DATED:  JUNE 12, 2023


      The Senate Military and Veterans’ Affairs Committee reports favorably Senate Joint Resolution No. 62.

     This joint resolution designates September 22nd of each year as “Veterans Suicide Awareness & Remembrance Day” in New Jersey.  By having an annual observance, we elevate the public health challenge of the increased suicide rates of veterans and active duty military personnel into the public consciousness and raise our continued awareness to this challenge.  This continued awareness facilitates discussion about Veteran/Military suicide, thereby taking away the societal stigma associated with mental health treatment.  By normalizing the subject of mental health among Veterans and Active Military, we will allow them to receive necessary treatment without fear of judgment while simultaneously showing that we care as a State and nation, about preventing living Veterans and Active Military from dying by suicide.  The joint resolution calls on the Governor to annually issue a proclamation calling on the people of this State to mark this day with appropriate activities and programs.

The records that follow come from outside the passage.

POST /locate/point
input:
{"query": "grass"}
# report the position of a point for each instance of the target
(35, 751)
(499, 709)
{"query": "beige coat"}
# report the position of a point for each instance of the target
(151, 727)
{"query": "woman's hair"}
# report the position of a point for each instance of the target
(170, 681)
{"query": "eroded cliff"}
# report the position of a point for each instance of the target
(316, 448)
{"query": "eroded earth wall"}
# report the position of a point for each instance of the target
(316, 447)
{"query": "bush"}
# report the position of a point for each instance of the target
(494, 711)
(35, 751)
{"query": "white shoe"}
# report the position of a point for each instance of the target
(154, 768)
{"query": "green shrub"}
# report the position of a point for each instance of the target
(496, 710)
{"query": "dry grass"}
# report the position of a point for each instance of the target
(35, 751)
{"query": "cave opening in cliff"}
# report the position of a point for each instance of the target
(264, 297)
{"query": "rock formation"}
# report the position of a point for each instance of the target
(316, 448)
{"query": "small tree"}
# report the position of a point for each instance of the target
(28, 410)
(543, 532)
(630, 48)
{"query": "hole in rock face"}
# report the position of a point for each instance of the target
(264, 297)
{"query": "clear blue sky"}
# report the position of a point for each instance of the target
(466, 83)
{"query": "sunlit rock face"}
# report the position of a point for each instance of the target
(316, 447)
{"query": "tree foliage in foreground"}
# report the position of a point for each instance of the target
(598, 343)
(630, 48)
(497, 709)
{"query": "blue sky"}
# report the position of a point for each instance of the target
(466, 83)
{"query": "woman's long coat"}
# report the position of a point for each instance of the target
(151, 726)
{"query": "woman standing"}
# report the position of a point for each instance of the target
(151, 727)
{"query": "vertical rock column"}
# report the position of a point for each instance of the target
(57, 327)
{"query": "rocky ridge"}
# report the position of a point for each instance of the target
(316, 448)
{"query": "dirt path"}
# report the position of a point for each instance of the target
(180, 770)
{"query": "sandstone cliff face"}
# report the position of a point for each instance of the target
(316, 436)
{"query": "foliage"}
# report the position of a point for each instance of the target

     Individuals who have served in the United States military made significant sacrifices to defend the United States and its people.  Members of the military are often deployed to remote locations far from family and friends and may not have regular contact with their loved ones.  During their deployments these individuals can miss important milestones including the birth of a child, family birthdays, or the funeral of a loved one.  Members of the military engaged in combat operations face added stresses including situations where they may witness the death of their fellow service members and living in constant fear of their own injury or death.  These stress factors contribute to a sharp increase in the diagnosis of post-traumatic stress among service members and United States military and veterans.  Since 2010 more than 65,000 veterans and active military have died by suicide, more than the total number of American combat deaths from the Vietnam War and the post-9/11 conflicts combined.  The New Jersey Department of Military and Veterans Affairs, the federal Department of Veterans Affairs, and various nonprofit entities provide resources to veterans and active military who are at risk of suicide including telephone hotlines and mental health workshops.  Increasing public awareness about the increased risk of suicide amongst veterans and military can help inform veterans, their families, and the public about the resources available to these veterans and military and help eliminate the stigma associated with mental health treatments.  Designating September 22nd of each year as “Veterans Suicide Awareness & Remembrance Day” will raise our continued awareness to this critical threat to the health and safety of individuals who have sacrificed so much for their fellow Americans in service of our beloved country.  This annual observance originated with Kevin W. Hertell, a U.S. Air Force Veteran who lost his cousin to suicide in 2016, Senior Airman Robert McRae Dean, U.S. Air Force.  Mr. Hertell established this observance to recognize and forever remember the life and death of Senior Airman Robert McRae Dean and all other Veterans and Active Military members who have died by suicide.